Richter Scale/2017
Installation View from "Citizens"
The Petach Tikvah Museum of Art
Curator: Neta Gal Azmon
Zohar Gotesman's monumental throne was inspired by 11th–13th century Romanesque sculpture. In contrast to Romanesque sculpture, which was closely related to architecture due to its decorative function, however, Gotesman's sculpture has no structural function. It is not sculpted in stone, but rather made of glowing and quivering phosphorous rubber. Like Pygmalion in Greek mythology — the Cypriot king who carved a female figure in stone, fell in love with her, thus bringing her to life — Gotesman awakens his sculpture by means of a hidden mechanism. The tall chair begins to vibrate, as if it were a wild and independent, grotesque, gigantic dildo. The erotic Greek myth thus acquires a current interpretation with an exaggerated comic hue ("Everything is about sex. Except sex. Sex is about power," as maintained by Frank Underwood, the arch-villain in the TV series House of Cards).

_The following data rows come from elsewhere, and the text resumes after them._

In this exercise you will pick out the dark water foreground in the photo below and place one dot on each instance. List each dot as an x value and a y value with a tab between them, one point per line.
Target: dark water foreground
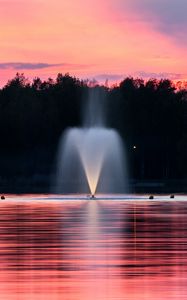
87	250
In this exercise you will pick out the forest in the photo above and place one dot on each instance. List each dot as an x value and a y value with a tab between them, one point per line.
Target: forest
150	116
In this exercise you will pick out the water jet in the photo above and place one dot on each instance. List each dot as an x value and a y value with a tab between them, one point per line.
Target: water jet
91	158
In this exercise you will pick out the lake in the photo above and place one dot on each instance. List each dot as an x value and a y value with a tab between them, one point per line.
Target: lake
56	248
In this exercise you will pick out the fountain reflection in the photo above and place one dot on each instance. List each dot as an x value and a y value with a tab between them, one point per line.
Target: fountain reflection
93	250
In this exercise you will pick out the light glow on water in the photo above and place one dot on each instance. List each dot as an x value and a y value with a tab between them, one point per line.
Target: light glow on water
55	248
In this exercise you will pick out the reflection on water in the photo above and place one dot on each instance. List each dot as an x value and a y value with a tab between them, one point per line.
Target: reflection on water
86	250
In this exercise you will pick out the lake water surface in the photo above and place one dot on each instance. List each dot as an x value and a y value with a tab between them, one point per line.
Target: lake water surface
64	249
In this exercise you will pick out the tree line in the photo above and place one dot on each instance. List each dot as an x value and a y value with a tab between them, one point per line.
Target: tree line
151	117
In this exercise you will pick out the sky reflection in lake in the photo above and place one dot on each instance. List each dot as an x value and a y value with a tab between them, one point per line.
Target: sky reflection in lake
76	250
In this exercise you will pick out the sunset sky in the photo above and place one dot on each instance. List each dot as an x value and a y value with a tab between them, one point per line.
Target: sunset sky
107	39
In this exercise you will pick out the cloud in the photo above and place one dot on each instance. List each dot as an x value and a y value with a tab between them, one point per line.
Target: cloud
26	66
167	16
162	75
36	66
111	77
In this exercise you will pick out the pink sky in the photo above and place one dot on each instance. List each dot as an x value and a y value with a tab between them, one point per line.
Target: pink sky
93	39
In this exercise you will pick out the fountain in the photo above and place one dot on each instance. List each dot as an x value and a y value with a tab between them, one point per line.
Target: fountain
91	158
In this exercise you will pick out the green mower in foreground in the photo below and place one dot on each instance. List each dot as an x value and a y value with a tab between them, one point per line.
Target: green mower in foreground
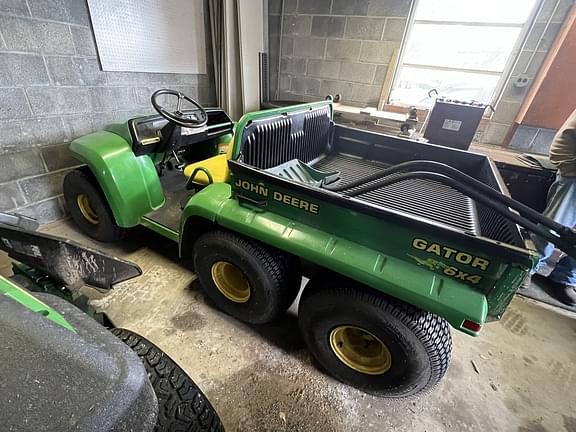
64	367
400	239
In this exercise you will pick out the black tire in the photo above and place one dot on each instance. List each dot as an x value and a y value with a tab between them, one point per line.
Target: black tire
273	277
182	405
417	344
98	222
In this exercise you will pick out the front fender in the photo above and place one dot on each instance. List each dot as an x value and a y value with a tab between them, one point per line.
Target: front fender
130	183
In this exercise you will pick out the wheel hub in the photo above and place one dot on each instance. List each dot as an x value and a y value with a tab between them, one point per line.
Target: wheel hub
360	350
86	209
231	281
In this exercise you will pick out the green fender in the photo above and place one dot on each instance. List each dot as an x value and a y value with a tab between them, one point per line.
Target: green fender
452	300
130	183
19	295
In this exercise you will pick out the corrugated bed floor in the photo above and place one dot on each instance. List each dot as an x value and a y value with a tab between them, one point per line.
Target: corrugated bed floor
422	198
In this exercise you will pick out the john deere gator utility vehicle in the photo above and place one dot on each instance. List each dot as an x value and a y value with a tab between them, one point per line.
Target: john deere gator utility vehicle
64	367
403	239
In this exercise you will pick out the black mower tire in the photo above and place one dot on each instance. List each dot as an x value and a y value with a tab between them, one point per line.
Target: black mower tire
182	405
101	226
273	277
417	344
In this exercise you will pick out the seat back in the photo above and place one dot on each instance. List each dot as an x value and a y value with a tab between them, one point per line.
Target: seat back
303	134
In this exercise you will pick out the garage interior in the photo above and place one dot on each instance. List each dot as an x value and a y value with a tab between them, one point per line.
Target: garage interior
488	83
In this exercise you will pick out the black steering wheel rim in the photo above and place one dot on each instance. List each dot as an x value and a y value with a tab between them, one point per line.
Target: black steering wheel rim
177	116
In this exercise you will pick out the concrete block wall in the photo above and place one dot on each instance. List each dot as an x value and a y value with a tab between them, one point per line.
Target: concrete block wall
334	46
52	90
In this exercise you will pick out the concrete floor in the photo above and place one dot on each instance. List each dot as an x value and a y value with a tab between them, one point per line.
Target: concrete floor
262	378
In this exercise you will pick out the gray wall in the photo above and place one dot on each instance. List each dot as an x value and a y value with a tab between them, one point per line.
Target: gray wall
344	46
52	90
334	46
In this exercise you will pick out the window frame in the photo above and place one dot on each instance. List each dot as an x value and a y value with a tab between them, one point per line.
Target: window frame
504	76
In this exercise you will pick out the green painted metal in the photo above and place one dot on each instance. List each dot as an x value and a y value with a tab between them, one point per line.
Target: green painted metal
247	118
130	182
14	292
399	278
160	229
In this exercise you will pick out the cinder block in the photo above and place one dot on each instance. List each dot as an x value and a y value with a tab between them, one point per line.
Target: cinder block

Gotesman's throne tower also alludes to the biblical Tower of Babel — the story of pride and lust for power that led to the confusion of tongues and the birth of nationalism. The bitter end of that tower — like the foretold end of the giant erections effectuated by power, mastery, and authority — implies the end of the one occupying this metaphoric throne, because it is the base of the pyramid that determines its stability in the long run.